🤖 AI Summary
This work proposes Par-S²ZPO, the first federated reinforcement learning from human feedback (RLHF) algorithm that integrates zeroth-order optimization with binary perturbations, specifically designed for resource-constrained edge devices. The method substantially reduces communication, computation, and memory overhead while maintaining effective policy optimization. Theoretical analysis demonstrates that its sample complexity matches that of centralized RLHF, and its policy updates converge more rapidly.
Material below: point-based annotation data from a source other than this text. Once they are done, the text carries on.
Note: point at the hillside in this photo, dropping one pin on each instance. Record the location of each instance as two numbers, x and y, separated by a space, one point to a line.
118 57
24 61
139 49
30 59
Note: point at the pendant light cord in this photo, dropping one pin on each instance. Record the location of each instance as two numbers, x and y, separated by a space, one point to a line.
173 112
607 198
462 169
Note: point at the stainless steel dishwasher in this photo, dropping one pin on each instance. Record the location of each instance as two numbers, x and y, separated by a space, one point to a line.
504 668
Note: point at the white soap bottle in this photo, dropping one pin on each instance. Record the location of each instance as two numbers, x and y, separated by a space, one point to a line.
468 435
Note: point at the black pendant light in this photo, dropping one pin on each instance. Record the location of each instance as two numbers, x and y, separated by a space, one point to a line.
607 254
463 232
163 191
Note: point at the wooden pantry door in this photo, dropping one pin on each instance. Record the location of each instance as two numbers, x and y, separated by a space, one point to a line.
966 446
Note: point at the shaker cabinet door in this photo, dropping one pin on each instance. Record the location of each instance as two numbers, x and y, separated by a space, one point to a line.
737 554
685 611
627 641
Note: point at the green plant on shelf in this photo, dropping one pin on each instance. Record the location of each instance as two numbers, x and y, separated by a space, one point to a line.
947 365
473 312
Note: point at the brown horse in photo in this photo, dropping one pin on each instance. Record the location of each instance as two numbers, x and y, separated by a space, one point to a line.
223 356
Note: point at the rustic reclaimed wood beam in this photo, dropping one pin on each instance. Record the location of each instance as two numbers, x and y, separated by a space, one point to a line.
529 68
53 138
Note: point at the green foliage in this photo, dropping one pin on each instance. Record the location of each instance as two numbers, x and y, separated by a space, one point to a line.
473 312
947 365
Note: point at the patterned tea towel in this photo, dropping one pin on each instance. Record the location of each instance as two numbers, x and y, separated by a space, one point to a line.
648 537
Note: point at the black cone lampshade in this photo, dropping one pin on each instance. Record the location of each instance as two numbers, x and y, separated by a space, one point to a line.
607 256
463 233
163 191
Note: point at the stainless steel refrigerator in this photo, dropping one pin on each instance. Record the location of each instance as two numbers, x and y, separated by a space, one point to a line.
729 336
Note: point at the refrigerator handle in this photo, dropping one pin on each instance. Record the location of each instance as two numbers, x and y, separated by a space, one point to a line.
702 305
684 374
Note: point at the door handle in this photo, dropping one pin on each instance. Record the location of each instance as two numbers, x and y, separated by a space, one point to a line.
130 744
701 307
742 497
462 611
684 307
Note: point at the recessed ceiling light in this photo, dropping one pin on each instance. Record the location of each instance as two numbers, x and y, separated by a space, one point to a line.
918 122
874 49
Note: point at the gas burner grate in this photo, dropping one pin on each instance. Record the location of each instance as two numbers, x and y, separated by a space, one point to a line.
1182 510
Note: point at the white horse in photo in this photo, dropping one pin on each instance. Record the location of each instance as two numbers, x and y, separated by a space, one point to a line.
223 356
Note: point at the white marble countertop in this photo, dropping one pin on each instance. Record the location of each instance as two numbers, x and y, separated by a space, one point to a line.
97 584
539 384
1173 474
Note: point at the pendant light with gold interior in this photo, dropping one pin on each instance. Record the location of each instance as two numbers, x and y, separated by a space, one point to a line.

Experimental results across four MuJoCo tasks show that Par-S²ZPO consistently outperforms FedAvg-based federated RLHF baselines in both performance and efficiency, thereby validating the effectiveness and superiority of the proposed approach.
📝 Abstract
This paper considers reinforcement learning from human feedback in a federated learning setting with resource-constrained agents, such as edge devices. We propose an efficient federated RLHF algorithm, named Partitioned, Sign-based Stochastic Zeroth-order Policy Optimization (Par-S$^2$ZPO). The algorithm is built on zeroth-order optimization with binary perturbation, resulting in low communication, computation, and memory complexity by design. Our theoretical analysis establishes an upper bound on the convergence rate of Par-S$^2$ZPO, revealing that it is as efficient as its centralized counterpart in terms of sample complexity but converges faster in terms of policy update iterations. Our experimental results show that it outperforms a FedAvg-based RLHF on four MuJoCo RL tasks.